VASSALBORO, Maine — In November of 2018, Rachel Kilbride sent up a trial balloon.

“I put it out there, if people were interested in sewing for charity to contact me,” she recalled. “I got more responses than I could imagine.”

Kilbride was a woman on a mission. She and her husband had bought an old, unused church building on Main Street in Vassalboro and poured hundreds of thousands of dollars into renovations — all with the idea of starting a sewing group that would make items to be donated to people and charities.

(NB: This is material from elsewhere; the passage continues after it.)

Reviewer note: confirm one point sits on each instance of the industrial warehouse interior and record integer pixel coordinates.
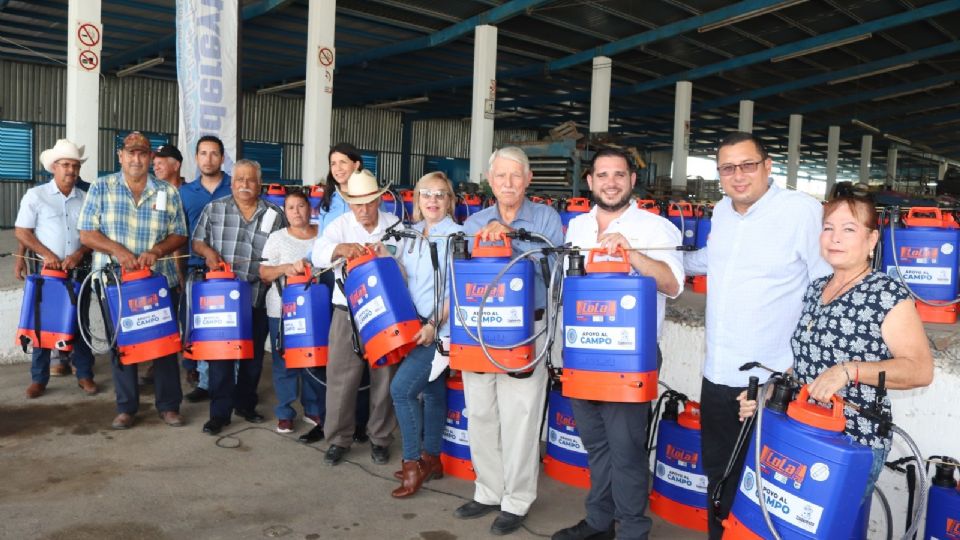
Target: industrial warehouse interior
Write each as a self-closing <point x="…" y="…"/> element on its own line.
<point x="847" y="97"/>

The line from the movie “Field of Dreams” seems appropriate: “If you build it, they will come.” Twice a month, two to three dozen women from central Maine, nearly all of them retired, come to what’s now known as St. Bridget Center and spend about six hours sewing quilts, blankets, pillowcases, and more.

What they make is given to just about anyone who needs it — veterans, newborns, homeless shelters, people who’ve lost everything in a fire. 

“I know we’ve donated over a thousand quilts,” Kilbride says. “That probably equates to over 50,000 volunteer hours.”

The dedication of the Sew for a Cause volunteers is indeed remarkable. These are women who believe in doing something for their community.

“To be able to sew things that are needed and are used locally, that’s what I like," Kathy Jurdak said. “That’s huge.”

Much is given by the women—many of them also spend hours at home sewing, but they say they get even more back. 

“I’m retired, and I don’t know if I would have a life if I wasn’t able to come here and be with these women,” Pam Strong said, another volunteer. “It has become part of who I am.”

Stacks of the fabric Sew for a Cause uses is donated. To help pay for other expenses including the cost of maintaining the building, Kilbride rents out St. Bridget Center for receptions, meetings, parties, and other events. 

But what really fuels Sew for a Cause are deep senses of caring and giving.

“Yeah, everyone’s smiling, everyone’s happy,” volunteer Monique Studholme said as she looked around the room at the women working amid the steady whir of sewing machines. “Just sharing a little bit of sunshine, I guess.”